The Green Stripe (La Raie Verte), also known as Portrait of Madame Matisse. The Green Line, is a portrait by Henri Matisse of his wife, Amélie Noellie Matisse-Parayre. It is an oil painting on canvas, completed autumn or winter 1905. It is named for the green band that divides the face in half, by which Matisse sought to produce a sense of light, shadow, and volume without using traditional shading. Matisse's colorism was shocking at the time. When the painting was exhibited in Paris in 1906 such works were being derisively labeled as the creations of Les Fauves (the wild beasts), along with similar works of André Derain and Maurice de Vlaminck.

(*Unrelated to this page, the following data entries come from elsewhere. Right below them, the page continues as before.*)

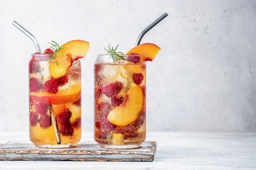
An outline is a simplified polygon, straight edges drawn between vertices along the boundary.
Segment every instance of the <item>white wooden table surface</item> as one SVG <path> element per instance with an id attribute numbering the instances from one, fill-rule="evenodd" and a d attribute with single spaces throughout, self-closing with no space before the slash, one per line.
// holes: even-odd
<path id="1" fill-rule="evenodd" d="M 0 143 L 14 140 L 28 142 L 28 132 L 0 132 Z M 0 161 L 0 170 L 256 170 L 256 132 L 148 132 L 146 140 L 157 142 L 153 162 Z"/>

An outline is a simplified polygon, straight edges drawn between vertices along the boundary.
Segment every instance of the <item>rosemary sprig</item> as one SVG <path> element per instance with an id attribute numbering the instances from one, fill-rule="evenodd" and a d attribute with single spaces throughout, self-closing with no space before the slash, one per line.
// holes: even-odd
<path id="1" fill-rule="evenodd" d="M 106 49 L 105 47 L 104 47 L 105 50 L 108 52 L 107 54 L 110 54 L 110 55 L 113 59 L 114 62 L 115 62 L 115 59 L 116 59 L 116 60 L 117 57 L 119 57 L 124 60 L 126 60 L 126 59 L 124 57 L 124 54 L 122 52 L 116 52 L 116 49 L 117 49 L 117 47 L 118 47 L 118 45 L 119 45 L 119 44 L 118 44 L 117 46 L 114 49 L 113 47 L 112 47 L 112 48 L 110 48 L 110 44 L 108 45 L 108 50 Z"/>
<path id="2" fill-rule="evenodd" d="M 51 41 L 52 43 L 48 43 L 52 45 L 51 47 L 50 47 L 50 48 L 52 48 L 53 51 L 53 52 L 54 52 L 54 55 L 53 55 L 52 57 L 51 57 L 50 59 L 53 60 L 55 60 L 55 61 L 51 61 L 51 62 L 53 63 L 55 63 L 57 65 L 58 65 L 58 64 L 57 60 L 56 60 L 56 59 L 58 57 L 57 54 L 58 54 L 60 51 L 62 49 L 65 48 L 66 47 L 64 47 L 61 48 L 61 47 L 62 45 L 62 44 L 61 44 L 61 45 L 59 45 L 55 41 L 52 40 Z"/>

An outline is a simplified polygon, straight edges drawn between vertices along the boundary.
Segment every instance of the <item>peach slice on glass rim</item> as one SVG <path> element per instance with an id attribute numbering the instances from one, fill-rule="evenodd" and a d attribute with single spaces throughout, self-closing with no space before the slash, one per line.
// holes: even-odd
<path id="1" fill-rule="evenodd" d="M 65 47 L 59 52 L 59 54 L 70 55 L 73 61 L 84 58 L 90 46 L 89 42 L 82 40 L 73 40 L 63 44 L 61 48 Z"/>
<path id="2" fill-rule="evenodd" d="M 89 50 L 89 44 L 81 40 L 69 41 L 63 44 L 56 54 L 56 63 L 53 60 L 50 63 L 49 70 L 52 76 L 58 78 L 64 76 L 68 71 L 73 62 L 85 56 Z"/>
<path id="3" fill-rule="evenodd" d="M 129 54 L 131 53 L 137 53 L 140 55 L 143 61 L 152 61 L 156 57 L 161 48 L 157 45 L 152 43 L 145 43 L 136 46 L 127 53 Z"/>

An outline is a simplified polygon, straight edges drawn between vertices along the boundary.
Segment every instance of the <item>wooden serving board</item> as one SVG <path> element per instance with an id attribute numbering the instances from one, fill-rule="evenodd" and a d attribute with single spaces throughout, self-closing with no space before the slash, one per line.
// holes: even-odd
<path id="1" fill-rule="evenodd" d="M 145 142 L 138 149 L 113 150 L 101 147 L 94 142 L 81 142 L 68 148 L 47 149 L 10 141 L 0 144 L 0 161 L 152 162 L 156 149 L 155 142 Z"/>

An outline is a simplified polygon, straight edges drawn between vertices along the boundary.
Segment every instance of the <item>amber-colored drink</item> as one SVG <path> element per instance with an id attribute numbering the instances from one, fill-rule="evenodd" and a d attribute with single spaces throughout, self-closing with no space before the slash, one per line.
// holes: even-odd
<path id="1" fill-rule="evenodd" d="M 94 65 L 94 139 L 105 147 L 138 147 L 146 137 L 145 64 L 100 60 Z"/>
<path id="2" fill-rule="evenodd" d="M 72 62 L 62 75 L 54 65 L 64 61 L 35 54 L 29 62 L 29 137 L 38 147 L 70 147 L 81 138 L 81 63 Z"/>

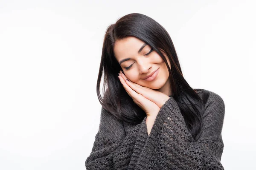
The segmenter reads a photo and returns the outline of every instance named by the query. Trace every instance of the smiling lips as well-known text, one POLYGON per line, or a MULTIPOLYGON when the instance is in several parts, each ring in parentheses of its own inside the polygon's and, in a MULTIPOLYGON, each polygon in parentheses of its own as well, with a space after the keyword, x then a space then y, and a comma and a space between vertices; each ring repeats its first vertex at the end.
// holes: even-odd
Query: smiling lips
POLYGON ((158 68, 158 69, 157 69, 157 71, 155 71, 153 73, 153 74, 152 74, 151 75, 150 75, 148 76, 146 76, 145 78, 142 79, 146 81, 154 80, 156 78, 157 76, 158 72, 159 72, 158 70, 159 70, 159 68, 158 68))

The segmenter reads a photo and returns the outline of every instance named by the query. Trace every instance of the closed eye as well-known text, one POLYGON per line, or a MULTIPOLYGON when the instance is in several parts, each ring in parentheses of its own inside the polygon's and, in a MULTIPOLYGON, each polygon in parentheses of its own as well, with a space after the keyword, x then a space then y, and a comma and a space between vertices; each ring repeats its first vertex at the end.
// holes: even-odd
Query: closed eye
MULTIPOLYGON (((151 48, 151 49, 150 50, 150 51, 149 51, 149 52, 148 52, 148 53, 147 54, 145 54, 145 56, 147 56, 148 55, 149 55, 150 54, 150 53, 151 53, 152 52, 152 51, 153 51, 154 50, 153 49, 153 47, 151 48)), ((131 66, 134 64, 134 62, 130 66, 129 66, 128 67, 125 67, 125 70, 129 70, 130 69, 130 68, 131 68, 131 66)))

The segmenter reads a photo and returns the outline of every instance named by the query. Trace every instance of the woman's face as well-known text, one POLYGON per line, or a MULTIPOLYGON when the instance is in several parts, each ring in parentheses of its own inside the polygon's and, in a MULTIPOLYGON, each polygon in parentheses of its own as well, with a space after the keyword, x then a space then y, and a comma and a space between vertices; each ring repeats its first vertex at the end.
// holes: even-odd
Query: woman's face
MULTIPOLYGON (((137 38, 129 37, 117 40, 113 50, 117 62, 129 80, 167 95, 172 94, 167 66, 160 56, 151 50, 149 45, 137 38), (150 81, 152 77, 148 80, 145 79, 157 70, 157 74, 154 80, 150 81)), ((171 68, 169 61, 166 59, 171 68)))

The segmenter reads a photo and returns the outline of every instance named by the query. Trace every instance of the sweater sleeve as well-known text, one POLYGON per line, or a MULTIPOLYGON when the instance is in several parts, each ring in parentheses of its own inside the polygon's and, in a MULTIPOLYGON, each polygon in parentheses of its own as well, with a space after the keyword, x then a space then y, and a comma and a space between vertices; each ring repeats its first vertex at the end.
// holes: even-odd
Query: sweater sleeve
MULTIPOLYGON (((137 139, 136 135, 142 130, 146 132, 146 127, 145 127, 146 118, 140 124, 132 126, 129 134, 126 135, 122 121, 102 108, 99 130, 91 152, 85 162, 86 169, 127 169, 131 159, 134 164, 134 159, 131 159, 131 155, 136 156, 142 149, 142 146, 137 147, 135 152, 133 152, 137 139)), ((140 143, 145 142, 146 138, 147 136, 140 137, 142 140, 140 143)))
POLYGON ((220 162, 224 102, 210 91, 205 108, 202 133, 195 141, 171 96, 158 113, 136 169, 224 170, 220 162))

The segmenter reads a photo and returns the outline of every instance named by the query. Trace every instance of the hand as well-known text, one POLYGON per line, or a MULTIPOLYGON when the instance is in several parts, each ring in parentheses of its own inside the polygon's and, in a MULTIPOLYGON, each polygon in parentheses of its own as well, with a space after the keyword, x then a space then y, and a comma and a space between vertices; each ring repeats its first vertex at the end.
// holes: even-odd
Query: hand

Both admirers and critics of Matisse have characterized The Green Stripe as a disturbing image: a friend of the painting's owners Michael and Sarah Stein called it "a demented caricature of a portrait", and in 1910 the critic Gelett Burgess wrote that The Green Stripe was Matisse's "punishment" of Amélie that compelled the viewer "to see in her a strange and terrible aspect." The art historian John Klein has suggested that difficulties in the Matisses' marriage may have contributed to the portrait's impersonal and mask-like character.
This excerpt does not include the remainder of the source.